Oded Golan had been charged with faking biblical artifacts, including the “James ossuary” – a stone box bearing an inscription identifying it as containing the bones of James, brother of Jesus. The ossuary became an international sensation a decade ago after it was hailed by some scholars as the first physical evidence for the existence of Jesus.
Golan was also accused of forging a second famous piece, the so-called “Jehoash tablet,” with an inscription supporting the biblical narrative about the Temple in Jerusalem.
The judge, Aharon Farkash, acquitted Golan of all charges of forgery and fraud. He convicted the collector only of lesser charges of selling antiquities without a permit and possession of items suspected to be stolen. A co-defendant, antiquities dealer Robert Deutsch, was acquitted of all charges.
Reflecting the unique nature of the case against Golan, the ruling in Jerusalem’s District Court mentioned not only criminal law but 9th-century Phoenician script, isotopes, Egyptian hieroglyphics, ancient kings of Judaea, and Jesus of Nazareth.
In his decision, the judge was careful to say his acquittal of Golan did not mean the artifacts were necessarily genuine, only that the prosecution had failed to prove beyond a reasonable doubt that Golan had faked them.
The legal saga began in 2004 with Golan’s indictment and with accusations from the government’s Israel Antiquities Authority that he ran a sophisticated forgery ring that had succeeded in planting fakes in museums worldwide.
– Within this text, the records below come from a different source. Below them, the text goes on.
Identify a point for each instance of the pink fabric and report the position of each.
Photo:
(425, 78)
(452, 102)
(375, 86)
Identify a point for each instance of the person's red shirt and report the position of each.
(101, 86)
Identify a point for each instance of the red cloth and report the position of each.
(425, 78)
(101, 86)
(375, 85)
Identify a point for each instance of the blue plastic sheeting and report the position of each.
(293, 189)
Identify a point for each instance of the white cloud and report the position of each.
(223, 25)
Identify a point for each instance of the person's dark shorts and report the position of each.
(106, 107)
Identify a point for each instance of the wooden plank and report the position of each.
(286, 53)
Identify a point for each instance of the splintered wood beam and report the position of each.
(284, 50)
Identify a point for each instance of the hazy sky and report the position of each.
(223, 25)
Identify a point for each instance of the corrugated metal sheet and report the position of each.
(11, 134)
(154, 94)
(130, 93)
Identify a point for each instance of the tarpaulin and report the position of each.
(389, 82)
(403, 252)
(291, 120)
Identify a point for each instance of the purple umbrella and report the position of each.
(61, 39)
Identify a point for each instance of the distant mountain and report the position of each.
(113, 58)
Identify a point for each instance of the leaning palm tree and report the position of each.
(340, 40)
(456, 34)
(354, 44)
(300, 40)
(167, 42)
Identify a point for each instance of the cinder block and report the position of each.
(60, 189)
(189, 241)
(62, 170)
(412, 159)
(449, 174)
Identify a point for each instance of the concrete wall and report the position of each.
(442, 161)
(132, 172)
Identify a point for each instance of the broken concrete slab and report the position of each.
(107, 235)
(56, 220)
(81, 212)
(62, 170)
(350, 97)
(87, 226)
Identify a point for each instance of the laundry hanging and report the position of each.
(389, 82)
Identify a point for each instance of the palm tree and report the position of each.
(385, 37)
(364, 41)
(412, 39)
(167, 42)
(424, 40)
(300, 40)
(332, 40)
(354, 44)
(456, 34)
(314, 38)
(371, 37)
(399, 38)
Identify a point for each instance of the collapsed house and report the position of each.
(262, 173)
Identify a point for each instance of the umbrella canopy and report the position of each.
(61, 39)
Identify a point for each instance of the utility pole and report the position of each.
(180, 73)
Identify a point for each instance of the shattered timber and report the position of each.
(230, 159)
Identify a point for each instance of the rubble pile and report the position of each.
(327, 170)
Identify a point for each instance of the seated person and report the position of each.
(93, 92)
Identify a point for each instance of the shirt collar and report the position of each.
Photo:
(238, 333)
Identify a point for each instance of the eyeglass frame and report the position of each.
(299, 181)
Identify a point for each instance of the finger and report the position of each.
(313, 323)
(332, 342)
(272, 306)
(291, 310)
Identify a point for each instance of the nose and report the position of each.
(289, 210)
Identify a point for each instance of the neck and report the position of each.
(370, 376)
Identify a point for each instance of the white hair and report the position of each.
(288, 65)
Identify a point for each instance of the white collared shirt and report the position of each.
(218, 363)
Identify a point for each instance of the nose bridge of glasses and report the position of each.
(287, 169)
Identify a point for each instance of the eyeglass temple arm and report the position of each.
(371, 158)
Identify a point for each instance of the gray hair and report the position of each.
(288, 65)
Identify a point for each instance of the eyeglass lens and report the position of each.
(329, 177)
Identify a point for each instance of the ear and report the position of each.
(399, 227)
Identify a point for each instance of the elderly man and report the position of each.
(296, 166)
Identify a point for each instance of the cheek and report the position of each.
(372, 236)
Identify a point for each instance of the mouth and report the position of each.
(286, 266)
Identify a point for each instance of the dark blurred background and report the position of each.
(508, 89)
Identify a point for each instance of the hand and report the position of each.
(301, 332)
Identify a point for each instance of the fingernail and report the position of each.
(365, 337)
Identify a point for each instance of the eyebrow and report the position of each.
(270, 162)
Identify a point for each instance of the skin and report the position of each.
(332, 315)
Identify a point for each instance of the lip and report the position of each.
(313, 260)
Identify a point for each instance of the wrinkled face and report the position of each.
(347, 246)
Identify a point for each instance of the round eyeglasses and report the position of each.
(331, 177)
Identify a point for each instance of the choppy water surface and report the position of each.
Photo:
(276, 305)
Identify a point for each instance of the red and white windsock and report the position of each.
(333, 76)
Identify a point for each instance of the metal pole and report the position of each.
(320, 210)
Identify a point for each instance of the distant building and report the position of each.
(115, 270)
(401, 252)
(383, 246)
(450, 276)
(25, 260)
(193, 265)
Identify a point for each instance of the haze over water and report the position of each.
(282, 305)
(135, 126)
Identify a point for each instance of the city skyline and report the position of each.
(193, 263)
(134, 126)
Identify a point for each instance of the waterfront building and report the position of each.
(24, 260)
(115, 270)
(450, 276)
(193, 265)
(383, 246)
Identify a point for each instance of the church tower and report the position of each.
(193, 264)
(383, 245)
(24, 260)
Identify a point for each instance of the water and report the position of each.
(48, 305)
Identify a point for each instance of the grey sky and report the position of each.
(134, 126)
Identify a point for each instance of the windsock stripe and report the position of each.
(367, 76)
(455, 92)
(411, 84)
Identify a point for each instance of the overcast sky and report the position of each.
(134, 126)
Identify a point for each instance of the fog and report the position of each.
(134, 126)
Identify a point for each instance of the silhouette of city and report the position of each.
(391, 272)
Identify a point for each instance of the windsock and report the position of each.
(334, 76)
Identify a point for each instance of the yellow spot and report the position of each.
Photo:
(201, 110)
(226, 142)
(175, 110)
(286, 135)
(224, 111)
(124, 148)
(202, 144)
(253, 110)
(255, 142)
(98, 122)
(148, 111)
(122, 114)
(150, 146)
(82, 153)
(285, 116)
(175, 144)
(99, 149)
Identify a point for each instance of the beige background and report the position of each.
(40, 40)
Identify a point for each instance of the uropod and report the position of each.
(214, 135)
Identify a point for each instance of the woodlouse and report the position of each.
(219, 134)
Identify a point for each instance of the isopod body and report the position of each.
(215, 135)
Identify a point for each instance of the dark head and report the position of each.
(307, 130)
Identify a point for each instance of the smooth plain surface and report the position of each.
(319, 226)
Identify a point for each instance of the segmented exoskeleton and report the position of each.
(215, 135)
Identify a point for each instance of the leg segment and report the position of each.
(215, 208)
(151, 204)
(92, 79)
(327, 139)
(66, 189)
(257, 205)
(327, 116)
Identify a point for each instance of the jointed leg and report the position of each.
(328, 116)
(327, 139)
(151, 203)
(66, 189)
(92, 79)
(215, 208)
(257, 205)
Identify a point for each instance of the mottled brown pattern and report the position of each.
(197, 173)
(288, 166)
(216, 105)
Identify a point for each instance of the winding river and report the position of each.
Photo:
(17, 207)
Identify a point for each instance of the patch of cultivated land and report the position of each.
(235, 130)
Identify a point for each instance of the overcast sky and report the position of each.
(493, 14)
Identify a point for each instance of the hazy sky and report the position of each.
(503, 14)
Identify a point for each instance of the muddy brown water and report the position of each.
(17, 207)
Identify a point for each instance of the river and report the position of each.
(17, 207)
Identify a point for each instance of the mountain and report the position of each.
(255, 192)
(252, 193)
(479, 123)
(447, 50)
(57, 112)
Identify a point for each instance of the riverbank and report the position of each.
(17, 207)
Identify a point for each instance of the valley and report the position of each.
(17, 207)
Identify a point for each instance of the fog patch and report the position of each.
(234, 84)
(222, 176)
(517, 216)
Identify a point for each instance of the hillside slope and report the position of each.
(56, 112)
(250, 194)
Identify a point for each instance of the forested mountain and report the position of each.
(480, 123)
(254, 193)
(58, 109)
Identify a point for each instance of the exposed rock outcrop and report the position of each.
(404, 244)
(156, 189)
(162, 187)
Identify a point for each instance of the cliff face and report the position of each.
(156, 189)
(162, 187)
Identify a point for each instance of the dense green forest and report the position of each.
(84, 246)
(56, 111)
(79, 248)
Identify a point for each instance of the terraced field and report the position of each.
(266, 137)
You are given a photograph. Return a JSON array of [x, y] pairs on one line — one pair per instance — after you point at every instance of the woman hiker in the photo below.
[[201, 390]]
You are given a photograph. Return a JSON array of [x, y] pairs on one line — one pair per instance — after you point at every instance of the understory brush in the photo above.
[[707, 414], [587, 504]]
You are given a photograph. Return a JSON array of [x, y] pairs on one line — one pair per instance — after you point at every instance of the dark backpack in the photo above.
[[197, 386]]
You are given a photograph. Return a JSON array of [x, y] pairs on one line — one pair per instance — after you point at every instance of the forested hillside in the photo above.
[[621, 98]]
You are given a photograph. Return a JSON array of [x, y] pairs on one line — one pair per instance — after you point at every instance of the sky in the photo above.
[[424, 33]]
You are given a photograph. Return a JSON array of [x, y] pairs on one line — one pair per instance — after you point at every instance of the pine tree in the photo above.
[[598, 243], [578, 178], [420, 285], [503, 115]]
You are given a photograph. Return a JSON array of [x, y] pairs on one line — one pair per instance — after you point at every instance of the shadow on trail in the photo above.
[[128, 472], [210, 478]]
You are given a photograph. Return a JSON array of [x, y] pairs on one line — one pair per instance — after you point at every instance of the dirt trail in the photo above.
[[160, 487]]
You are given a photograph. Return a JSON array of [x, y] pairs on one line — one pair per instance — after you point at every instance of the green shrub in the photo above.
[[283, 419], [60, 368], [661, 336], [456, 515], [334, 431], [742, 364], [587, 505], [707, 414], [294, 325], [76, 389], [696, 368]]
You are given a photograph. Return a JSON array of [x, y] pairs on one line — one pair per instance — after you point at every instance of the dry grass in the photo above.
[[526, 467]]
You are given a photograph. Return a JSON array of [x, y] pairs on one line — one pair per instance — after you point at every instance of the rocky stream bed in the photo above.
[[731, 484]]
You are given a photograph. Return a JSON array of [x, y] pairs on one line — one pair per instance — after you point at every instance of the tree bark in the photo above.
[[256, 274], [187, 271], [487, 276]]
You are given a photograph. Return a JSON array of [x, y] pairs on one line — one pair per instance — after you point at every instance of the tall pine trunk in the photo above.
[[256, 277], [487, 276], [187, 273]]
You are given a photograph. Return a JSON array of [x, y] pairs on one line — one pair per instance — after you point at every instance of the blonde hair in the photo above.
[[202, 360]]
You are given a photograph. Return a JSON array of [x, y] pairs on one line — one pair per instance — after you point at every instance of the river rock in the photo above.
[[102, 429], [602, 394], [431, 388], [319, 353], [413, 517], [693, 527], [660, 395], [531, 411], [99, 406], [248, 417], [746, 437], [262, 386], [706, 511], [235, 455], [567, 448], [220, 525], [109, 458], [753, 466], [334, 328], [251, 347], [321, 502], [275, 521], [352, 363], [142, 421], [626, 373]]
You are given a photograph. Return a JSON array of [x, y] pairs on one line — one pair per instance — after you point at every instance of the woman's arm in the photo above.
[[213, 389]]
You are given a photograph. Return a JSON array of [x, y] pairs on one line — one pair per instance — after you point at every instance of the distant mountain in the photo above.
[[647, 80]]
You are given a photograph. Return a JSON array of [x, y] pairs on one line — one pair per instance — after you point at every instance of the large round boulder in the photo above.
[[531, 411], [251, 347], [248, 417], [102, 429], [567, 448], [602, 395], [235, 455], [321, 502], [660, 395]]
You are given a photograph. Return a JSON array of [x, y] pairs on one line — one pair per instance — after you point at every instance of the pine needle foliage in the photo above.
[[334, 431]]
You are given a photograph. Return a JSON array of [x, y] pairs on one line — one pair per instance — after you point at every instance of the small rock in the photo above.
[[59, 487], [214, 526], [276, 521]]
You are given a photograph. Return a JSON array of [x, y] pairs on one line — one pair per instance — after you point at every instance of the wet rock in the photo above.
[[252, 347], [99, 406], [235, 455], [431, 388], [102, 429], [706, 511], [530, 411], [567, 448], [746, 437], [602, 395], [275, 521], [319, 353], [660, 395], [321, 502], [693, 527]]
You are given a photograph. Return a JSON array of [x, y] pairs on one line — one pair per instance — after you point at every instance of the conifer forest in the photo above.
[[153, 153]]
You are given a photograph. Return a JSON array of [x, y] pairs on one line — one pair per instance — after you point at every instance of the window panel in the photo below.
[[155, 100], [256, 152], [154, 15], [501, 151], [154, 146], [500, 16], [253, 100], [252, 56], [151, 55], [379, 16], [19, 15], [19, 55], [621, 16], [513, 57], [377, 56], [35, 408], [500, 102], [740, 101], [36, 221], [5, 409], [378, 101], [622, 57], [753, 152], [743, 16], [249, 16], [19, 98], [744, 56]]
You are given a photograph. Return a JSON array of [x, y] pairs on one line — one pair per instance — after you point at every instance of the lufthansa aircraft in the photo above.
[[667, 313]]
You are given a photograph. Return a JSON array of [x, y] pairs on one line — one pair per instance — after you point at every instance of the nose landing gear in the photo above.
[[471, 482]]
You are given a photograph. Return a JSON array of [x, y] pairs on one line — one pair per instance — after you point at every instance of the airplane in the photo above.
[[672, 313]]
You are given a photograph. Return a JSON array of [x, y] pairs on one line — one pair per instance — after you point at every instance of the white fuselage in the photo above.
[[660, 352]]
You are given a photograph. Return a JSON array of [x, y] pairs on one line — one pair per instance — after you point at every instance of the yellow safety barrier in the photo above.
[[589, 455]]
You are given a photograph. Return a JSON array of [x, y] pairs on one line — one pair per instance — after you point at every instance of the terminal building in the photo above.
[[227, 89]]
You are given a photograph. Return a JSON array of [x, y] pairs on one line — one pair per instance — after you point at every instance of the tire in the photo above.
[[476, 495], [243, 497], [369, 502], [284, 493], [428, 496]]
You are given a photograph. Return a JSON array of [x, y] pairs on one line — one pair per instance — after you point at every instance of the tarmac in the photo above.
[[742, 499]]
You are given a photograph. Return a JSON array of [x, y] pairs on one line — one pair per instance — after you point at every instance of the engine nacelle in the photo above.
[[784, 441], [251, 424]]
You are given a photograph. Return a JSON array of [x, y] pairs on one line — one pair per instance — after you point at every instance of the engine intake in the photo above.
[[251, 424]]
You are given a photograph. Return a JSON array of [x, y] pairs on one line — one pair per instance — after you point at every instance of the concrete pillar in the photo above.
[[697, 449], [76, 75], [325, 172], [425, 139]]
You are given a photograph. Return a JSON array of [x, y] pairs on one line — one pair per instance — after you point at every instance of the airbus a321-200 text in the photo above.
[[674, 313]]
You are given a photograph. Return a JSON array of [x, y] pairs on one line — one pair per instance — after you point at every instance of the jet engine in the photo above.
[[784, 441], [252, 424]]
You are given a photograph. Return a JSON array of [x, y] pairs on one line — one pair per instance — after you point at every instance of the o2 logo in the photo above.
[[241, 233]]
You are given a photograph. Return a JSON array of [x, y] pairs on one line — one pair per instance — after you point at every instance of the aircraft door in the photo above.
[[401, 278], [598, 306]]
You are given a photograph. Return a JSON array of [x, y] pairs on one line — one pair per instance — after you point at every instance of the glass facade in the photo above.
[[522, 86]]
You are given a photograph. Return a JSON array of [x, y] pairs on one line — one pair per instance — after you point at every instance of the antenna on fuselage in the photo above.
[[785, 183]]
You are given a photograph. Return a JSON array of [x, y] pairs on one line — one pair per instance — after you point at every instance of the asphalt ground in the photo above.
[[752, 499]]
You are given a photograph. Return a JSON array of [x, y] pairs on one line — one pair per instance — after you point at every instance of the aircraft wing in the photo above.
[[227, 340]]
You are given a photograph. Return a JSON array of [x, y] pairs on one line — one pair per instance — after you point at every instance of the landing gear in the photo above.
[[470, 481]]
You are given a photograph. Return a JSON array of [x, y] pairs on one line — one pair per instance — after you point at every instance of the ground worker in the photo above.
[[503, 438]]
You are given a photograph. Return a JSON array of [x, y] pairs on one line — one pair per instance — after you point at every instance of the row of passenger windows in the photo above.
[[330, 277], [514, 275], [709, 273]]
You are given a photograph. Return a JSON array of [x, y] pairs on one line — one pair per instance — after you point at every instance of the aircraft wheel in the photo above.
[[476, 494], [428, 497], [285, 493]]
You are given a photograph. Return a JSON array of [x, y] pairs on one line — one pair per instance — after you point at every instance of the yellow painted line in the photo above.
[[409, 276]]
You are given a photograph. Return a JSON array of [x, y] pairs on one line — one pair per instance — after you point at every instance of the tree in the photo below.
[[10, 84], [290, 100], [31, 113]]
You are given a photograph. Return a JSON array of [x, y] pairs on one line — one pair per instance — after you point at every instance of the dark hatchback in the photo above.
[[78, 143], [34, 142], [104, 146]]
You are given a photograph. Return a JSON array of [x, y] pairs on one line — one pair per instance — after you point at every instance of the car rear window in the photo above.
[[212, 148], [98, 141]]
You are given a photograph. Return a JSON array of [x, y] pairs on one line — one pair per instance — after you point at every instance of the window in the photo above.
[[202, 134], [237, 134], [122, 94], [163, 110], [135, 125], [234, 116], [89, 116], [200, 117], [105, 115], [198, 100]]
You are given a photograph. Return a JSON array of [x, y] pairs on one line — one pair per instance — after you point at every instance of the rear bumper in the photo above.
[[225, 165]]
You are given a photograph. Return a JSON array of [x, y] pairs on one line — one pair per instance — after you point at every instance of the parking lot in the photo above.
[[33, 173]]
The Antiquities Authority’s director said at the time that the original indictment was “the tip of the iceberg,” and police promised more suspects would be charged.
As Farkash read his ruling Wednesday, it became clear that nearly nothing of the state’s case remained.
The judge took Golan to task for giving different accounts to authorities at different times, saying he “tried to create facts that were convenient for him.” But the judge ruled that the prosecution had failed to prove Golan had faked the ossuary, the tablet, or any of the other artifacts included in the indictment.
He said police had badly bungled a forensic check of the famous ossuary and might have contaminated the Aramaic inscription, making it impossible to reach a clear conclusion about whether the words “brother of Jesus” had been forged as the prosecution alleged.
The trial stretched over more than 100 hearings and 12,000 pages of transcripts. It involved policemen, scientists, archaeologists, a photography expert and one of Golan’s ex-girlfriends, who testified that she remembered seeing the ossuary and its inscription in Golan’s parents’ house when they dated in the 1970s – testimony that, if true, meant the inscription could not be a recent forgery.
At one point there was a lengthy discussion of the amount of local rainfall in Roman times: This was relevant to determining if the chemical makeup of a film of dirt covering the ossuary’s inscription was genuine or forged.
“It is not every day,” the judge wrote in his decision, “that a court hears a case involving as many topics as this one: archaeology, history, Bible, chemistry, geology, linguistics and more. Testimony was heard on subjects never before discussed or ruled on in court.”
His ruling was 475 pages long.
“I am very happy that I was fully and completely acquitted of all of the serious charges against me,” Golan, an elfin man with a shock of dark hair, said outside the courtroom. He described himself as an honest collector persecuted by the government and described the case against him as a “balloon” created by the Israel Antiquities Authority. “This balloon just popped,” he said.
The Antiquities Authority said in a statement that it “respected” the ruling.
“The Antiquities Authority will continue to fight those who steal or forge antiquities in order to ensure that the historical truth of the three religions is preserved for future generations,” the statement said.